Dalam waktu singkat, Thailand menutup akses lintas batas, Kamboja memutuskan hubungan diplomatik, dan dunia menyaksikan bagaimana dua negara tetangga di Asia Tenggara kembali terseret ke pusaran konflik bersenjata yang sudah berlangsung selama lebih dari satu abad.
Luka Lama yang Belum Sembuh
Sengketa antara Thailand dan Kamboja berakar jauh ke masa kolonial, saat Prancis menjadikan Kamboja sebagai protektorat di abad ke-19. Saat itulah, batas wilayah dengan Siam nama lama Thailand ditetapkan secara ambigu, terutama di sekitar Kuil Preah Vihear, situs suci abad ke-11 yang berdiri megah di perbatasan.

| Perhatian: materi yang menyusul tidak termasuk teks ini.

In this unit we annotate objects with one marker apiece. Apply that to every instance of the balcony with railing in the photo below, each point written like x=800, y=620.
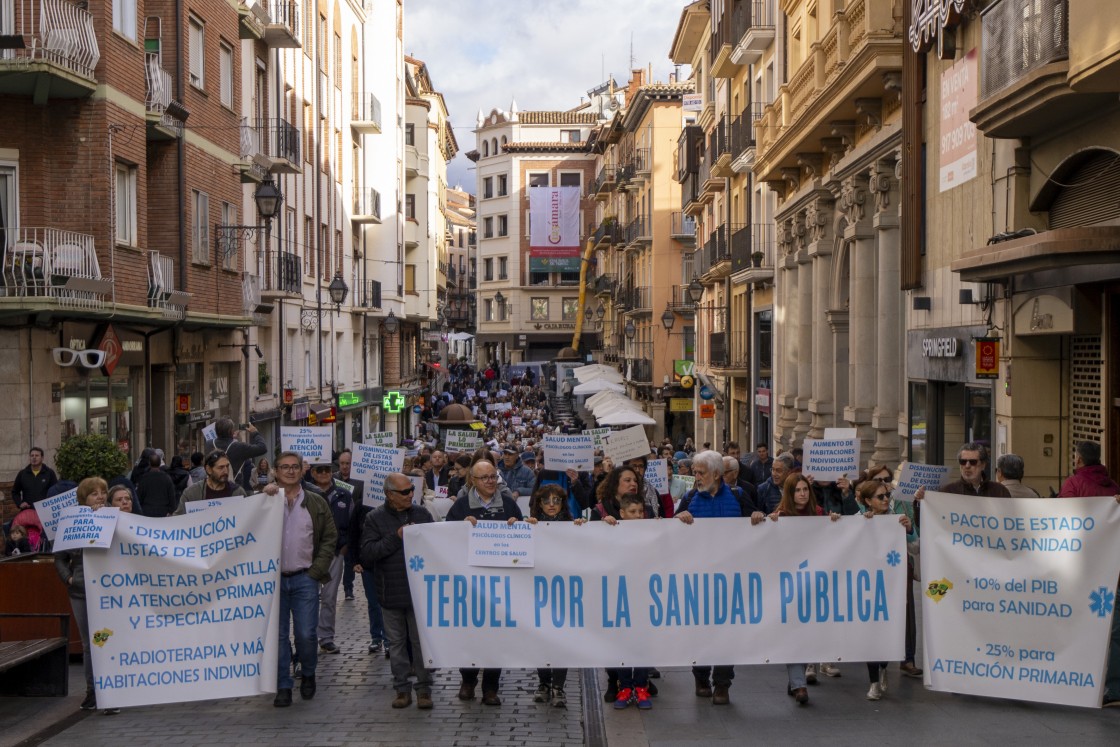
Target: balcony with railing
x=283, y=28
x=365, y=113
x=743, y=137
x=759, y=269
x=165, y=117
x=1024, y=69
x=161, y=292
x=756, y=34
x=605, y=183
x=281, y=274
x=366, y=206
x=52, y=265
x=50, y=49
x=682, y=229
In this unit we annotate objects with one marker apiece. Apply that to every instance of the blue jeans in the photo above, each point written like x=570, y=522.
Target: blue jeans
x=299, y=609
x=376, y=621
x=1112, y=673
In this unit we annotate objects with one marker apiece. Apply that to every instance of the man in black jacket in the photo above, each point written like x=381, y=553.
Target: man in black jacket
x=383, y=551
x=33, y=481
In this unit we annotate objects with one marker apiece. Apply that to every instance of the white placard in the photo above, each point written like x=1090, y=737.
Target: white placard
x=186, y=608
x=372, y=464
x=1018, y=596
x=570, y=451
x=500, y=544
x=679, y=485
x=82, y=526
x=587, y=604
x=623, y=445
x=656, y=474
x=913, y=476
x=311, y=442
x=50, y=510
x=462, y=440
x=597, y=433
x=828, y=461
x=384, y=438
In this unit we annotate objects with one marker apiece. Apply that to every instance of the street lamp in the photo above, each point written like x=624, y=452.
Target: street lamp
x=338, y=289
x=391, y=324
x=668, y=319
x=696, y=290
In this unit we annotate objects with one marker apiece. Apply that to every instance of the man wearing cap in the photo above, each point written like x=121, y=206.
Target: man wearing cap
x=516, y=476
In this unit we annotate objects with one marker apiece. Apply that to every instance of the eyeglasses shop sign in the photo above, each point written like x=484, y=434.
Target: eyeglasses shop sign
x=941, y=347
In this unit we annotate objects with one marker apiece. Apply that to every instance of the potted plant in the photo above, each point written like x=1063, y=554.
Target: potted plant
x=90, y=455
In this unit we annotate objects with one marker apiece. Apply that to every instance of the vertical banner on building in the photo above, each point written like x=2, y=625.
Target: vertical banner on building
x=958, y=148
x=186, y=607
x=553, y=222
x=1019, y=596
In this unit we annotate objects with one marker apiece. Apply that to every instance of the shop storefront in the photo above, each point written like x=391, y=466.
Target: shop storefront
x=948, y=403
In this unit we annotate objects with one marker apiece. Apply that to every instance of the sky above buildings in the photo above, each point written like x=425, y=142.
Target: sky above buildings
x=483, y=54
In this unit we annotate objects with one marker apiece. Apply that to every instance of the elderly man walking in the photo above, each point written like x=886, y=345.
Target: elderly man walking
x=383, y=551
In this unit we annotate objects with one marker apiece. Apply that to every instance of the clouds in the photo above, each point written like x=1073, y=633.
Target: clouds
x=546, y=54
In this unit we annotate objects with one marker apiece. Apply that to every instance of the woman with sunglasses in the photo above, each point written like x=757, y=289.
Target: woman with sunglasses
x=549, y=503
x=874, y=497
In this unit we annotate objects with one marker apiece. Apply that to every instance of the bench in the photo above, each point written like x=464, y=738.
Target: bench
x=36, y=666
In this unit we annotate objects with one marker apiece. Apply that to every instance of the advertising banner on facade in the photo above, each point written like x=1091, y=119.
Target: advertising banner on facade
x=717, y=590
x=553, y=222
x=186, y=607
x=1019, y=596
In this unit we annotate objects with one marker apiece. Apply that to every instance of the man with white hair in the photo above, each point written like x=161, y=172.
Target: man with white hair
x=711, y=498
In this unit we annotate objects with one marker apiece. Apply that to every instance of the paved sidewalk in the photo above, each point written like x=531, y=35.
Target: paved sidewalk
x=352, y=707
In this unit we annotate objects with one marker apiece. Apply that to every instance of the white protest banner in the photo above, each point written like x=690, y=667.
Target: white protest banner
x=914, y=476
x=82, y=526
x=623, y=445
x=571, y=451
x=206, y=504
x=597, y=433
x=314, y=444
x=1019, y=596
x=186, y=608
x=656, y=474
x=791, y=590
x=462, y=440
x=679, y=485
x=498, y=544
x=385, y=438
x=50, y=510
x=830, y=460
x=372, y=464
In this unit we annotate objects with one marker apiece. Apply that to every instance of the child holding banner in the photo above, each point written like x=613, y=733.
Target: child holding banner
x=874, y=497
x=91, y=492
x=549, y=504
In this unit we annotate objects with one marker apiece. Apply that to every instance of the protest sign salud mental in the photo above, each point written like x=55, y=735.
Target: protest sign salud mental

“Peta era kolonial seringkali dibuat tanpa akurasi tinggi. Itu meninggalkan ruang tafsir yang sampai kini belum selesai,” jelas Dr. Suthida Malikaew, sejarawan dari Universitas Chulalongkorn, Bangkok.
Putusan Mahkamah Internasional (ICJ) tahun 1962 menetapkan bahwa Kuil Preah Vihear berada di wilayah Kamboja. Namun, area sekitarnya sekitar 4,6 kilometer persegi tetap menjadi titik panas sengketa.
Ketegangan kembali melonjak pada 2008, saat Kamboja mendaftarkan kuil tersebut sebagai Situs Warisan Dunia UNESCO. Thailand menolak keras, mengklaim area di sekitar kuil sebagai miliknya. Bentrokan bersenjata pun pecah dan menewaskan 28 orang dalam insiden 2008 dan 2011.
“Kuil ini bukan sekadar situs budaya, tapi simbol kebangsaan bagi kedua negara,” ujar Malikaew.
Konflik ini bukan yang pertama. Kamboja pernah memutus hubungan diplomatik pada 1958 dan 1961 karena sengketa yang sama. Pada 2003, aksi massa di Phnom Penh menyerang Kedutaan Thailand, memaksa evakuasi besar-besaran warga Thailand dalam Operasi Pochentong.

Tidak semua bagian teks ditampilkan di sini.